テレポートリングが輝き出し、一瞬の浮遊感を感じて、周りの景色が一転する。
重力を感じ、一瞬で外に出た事を理解する。
だが、ここはまだ、王都の敷地内だった。しかも体勢を崩しながらの着地だったらしく、地面に倒れ込んだ。
「いてて、大丈夫かちびっ子。」
「いたた、大丈夫。何ともなってないよ。」
周りの景色を確認する。ここはまだ、王都の中だ。上手くテレポートリングの効果が働かなかった様だ。
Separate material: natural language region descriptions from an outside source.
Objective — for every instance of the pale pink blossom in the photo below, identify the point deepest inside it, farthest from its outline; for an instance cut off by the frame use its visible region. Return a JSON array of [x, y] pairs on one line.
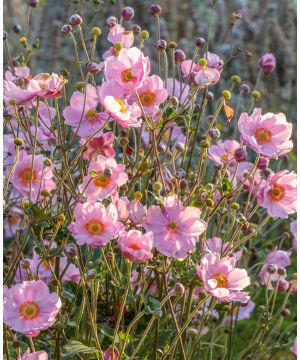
[[278, 194], [29, 307], [129, 69], [113, 100], [94, 224], [151, 94], [82, 114], [175, 228], [136, 246], [37, 355], [221, 279], [98, 185], [223, 152], [38, 175], [267, 134], [100, 145], [281, 259]]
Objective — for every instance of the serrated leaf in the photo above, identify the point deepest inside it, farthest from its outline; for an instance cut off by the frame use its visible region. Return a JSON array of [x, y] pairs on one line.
[[75, 347]]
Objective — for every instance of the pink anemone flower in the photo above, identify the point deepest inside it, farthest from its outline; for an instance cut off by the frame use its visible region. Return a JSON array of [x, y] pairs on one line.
[[129, 69], [114, 103], [94, 224], [221, 279], [175, 228], [82, 114], [136, 246], [37, 177], [267, 134], [278, 194], [104, 177], [29, 307]]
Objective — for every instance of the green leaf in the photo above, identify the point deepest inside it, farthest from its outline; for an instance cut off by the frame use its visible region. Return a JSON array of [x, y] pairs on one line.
[[75, 347]]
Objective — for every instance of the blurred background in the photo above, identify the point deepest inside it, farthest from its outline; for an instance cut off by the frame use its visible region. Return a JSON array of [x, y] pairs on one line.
[[260, 26]]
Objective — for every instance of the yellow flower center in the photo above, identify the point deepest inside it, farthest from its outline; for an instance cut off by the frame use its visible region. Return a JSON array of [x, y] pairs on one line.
[[101, 181], [172, 225], [263, 135], [147, 98], [127, 76], [91, 113], [13, 218], [277, 192], [95, 227], [221, 280], [225, 156], [122, 105], [27, 173], [29, 310]]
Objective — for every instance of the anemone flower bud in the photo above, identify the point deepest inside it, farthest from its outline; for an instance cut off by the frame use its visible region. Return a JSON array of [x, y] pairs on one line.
[[127, 13], [154, 9], [240, 155], [267, 63], [75, 20]]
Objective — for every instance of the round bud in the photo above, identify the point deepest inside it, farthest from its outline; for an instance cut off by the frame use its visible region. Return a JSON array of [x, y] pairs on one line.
[[209, 96], [19, 142], [263, 163], [96, 31], [272, 269], [47, 162], [45, 193], [179, 56], [154, 9], [281, 271], [138, 195], [285, 312], [118, 46], [23, 40], [107, 173], [235, 206], [179, 289], [161, 44], [70, 251], [174, 101], [127, 13], [61, 218], [209, 203], [111, 21], [33, 3], [25, 264], [93, 68], [144, 34], [157, 186], [226, 94], [91, 274], [136, 29], [245, 89], [240, 155], [202, 62], [283, 285], [255, 94], [75, 20], [236, 79], [124, 141], [17, 29], [16, 344], [205, 144], [214, 133], [183, 184], [172, 45], [25, 204], [200, 42]]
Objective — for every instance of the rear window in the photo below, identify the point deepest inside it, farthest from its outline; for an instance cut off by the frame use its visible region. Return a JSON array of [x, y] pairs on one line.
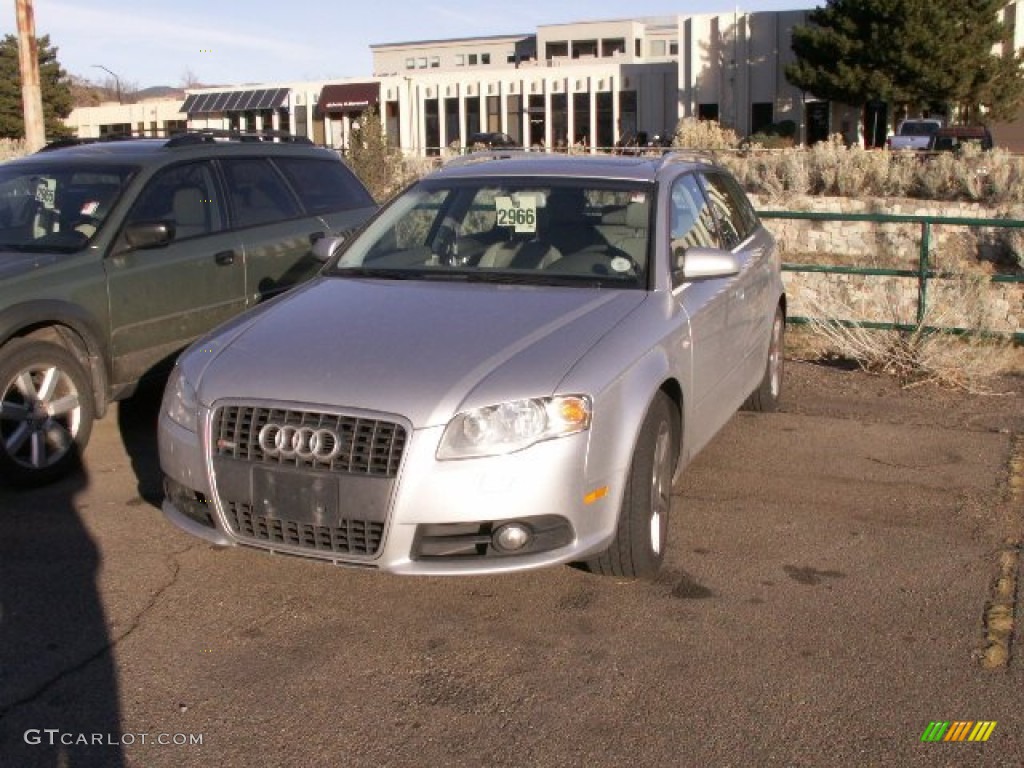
[[324, 185], [914, 128]]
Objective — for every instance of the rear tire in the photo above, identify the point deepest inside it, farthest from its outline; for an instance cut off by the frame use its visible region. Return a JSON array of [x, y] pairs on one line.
[[767, 396], [46, 412], [642, 530]]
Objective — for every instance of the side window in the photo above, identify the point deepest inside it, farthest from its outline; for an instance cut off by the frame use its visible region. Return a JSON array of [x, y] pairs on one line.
[[733, 225], [692, 221], [183, 195], [324, 185], [257, 194], [742, 206]]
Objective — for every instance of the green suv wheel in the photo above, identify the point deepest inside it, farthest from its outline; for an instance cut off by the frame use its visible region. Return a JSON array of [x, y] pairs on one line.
[[46, 412]]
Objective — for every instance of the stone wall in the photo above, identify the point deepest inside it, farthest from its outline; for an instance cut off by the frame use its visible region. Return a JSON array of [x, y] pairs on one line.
[[970, 301]]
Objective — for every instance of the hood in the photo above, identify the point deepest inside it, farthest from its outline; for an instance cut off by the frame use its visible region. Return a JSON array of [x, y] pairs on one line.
[[15, 262], [420, 349]]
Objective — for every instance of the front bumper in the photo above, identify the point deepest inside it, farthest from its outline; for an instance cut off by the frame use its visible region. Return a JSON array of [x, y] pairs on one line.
[[430, 518]]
こんな所に居たんじゃ駄目だ! もっと遠くへ行かねば! ここは攻撃範囲内だ!
「おいちびっ子! 走るぞ! 急いでここを出るぞ!」
「え? まだ安全じゃないのかい?」
「駄目だ! ここも危険だ! 壁門まで一気に駆け出せ!」
俺とちびっ子は急ぎ、駆け出す。壁門までまだ距離がある。急がねば。
「ねえ、兵隊さん。街の皆に避難を呼びかけなくていいのかい? 不味いんだろう?」
「そんな余裕が何処にある!! もう隕石は落ちて来てんだぞ!! 自分の命を守る事を考えろ!!」
俺の全力疾走と、ちびっ子の足の速さでは開きがある。
俺はちびっ子を脇に抱え、ダッシュで壁門まで駆け出す。
「ちょっとちょっと兵隊さん。どうせ抱き上げるならせめてお姫様抱っこで………………。」
「喋ると舌噛むぞ!」
俺は急ぎ、壁門目掛けてダッシュする。全力疾走だ。
スキルのお陰で、他の人達からは、何かが過ぎ去っていった。としか見えていないだろう。
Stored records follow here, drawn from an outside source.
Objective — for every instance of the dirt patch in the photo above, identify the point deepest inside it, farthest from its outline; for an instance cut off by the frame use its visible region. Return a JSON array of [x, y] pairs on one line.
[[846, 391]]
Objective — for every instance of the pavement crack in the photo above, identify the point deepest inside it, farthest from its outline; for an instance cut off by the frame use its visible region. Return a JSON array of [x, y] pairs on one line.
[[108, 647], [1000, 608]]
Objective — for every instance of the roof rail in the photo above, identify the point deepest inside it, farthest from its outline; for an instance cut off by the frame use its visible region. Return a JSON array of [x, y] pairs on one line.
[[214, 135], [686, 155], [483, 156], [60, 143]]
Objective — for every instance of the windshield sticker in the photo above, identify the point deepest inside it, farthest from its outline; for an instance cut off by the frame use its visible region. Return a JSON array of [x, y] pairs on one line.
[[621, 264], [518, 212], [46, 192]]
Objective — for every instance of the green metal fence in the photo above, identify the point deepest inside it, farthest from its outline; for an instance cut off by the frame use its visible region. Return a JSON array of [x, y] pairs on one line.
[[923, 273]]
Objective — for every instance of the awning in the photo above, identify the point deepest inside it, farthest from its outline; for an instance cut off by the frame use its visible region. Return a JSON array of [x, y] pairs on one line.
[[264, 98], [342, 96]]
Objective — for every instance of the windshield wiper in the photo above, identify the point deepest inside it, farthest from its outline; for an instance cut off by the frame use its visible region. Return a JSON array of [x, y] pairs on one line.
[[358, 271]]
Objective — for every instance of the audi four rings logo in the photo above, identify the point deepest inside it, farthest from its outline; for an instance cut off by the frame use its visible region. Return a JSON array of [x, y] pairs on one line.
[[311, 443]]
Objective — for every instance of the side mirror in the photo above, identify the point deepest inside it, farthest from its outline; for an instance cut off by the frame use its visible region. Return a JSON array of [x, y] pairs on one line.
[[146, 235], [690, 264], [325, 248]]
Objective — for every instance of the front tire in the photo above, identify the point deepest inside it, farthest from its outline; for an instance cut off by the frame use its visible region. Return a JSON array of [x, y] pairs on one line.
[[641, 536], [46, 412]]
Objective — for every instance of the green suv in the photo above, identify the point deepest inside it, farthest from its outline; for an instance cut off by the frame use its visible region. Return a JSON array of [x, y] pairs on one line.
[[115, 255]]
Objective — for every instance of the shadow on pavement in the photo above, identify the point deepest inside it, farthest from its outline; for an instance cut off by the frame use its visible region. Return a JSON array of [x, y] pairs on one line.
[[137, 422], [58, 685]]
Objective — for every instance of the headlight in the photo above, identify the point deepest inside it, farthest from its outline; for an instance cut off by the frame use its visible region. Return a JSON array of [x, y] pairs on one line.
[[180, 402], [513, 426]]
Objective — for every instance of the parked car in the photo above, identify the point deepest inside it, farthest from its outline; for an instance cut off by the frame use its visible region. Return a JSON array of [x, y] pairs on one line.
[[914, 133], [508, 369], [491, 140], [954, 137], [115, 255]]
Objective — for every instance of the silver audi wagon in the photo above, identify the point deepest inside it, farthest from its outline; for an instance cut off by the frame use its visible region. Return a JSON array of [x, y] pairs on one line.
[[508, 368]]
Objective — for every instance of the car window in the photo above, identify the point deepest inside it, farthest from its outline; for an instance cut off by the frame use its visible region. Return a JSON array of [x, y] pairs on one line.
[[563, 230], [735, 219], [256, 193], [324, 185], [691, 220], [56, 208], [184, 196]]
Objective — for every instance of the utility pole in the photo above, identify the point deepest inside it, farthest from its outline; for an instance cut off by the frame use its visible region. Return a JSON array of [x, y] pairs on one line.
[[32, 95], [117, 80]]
残念だが、避難を呼びかけながらの脱出は困難だ。自分の事だけで精一杯だ。
壁門を越えた所で、更に外へ駆け出す。後ろを振り向くと、もうそこには隕石が着弾する寸前だった。
そして、隕石が城に着弾した。
次々と降り注ぐ隕石。
爆発音。
衝撃波。
爆音。
怒号。
悲鳴。
あらゆる音が、鼓膜を容赦なく打ち突ける。
爆風による衝撃波は一瞬で到達し、俺の体を容赦なく吹き飛ばす。
「うわあああああああああああああ!!??」
「きゃあああああああああああああ!!??」
衝撃波を浴び、宙に舞い上げられ、放物線を描きながら落下していく。
ちびっ子の頭部を守る為、手をちびっ子の後頭部へと持って行き、抱え込む。
そして、地面に叩きつけられながら、ゴロゴロと転がり、至る所が痛かったが、そんな事言ってられない。
物凄い爆発。轟音。衝撃。それらが連続して起こる。
これが、「コメット」の魔法。これこそが、広範囲殲滅魔法。
破壊。圧倒的な破壊。
ちびっ子を抱えながらも、俺は地面に転がされる。
そして、地面に投げ出されてから、止まる。
朦朧とした意識の中で、俺は無事である事に安堵した。
俺達の体を、粉塵が覆い、辺りを暗い影が落とされた。
{キャンペーンシナリオをクリアしました}
{経験点15000点を獲得しました}
{ショップポイント3000ポイント獲得しました}
{スキルポイント10ポイント獲得しました}
頭の中で、いつもの女性の声を聞き、安心したところで、俺の意識は暗転し、意識を手放した。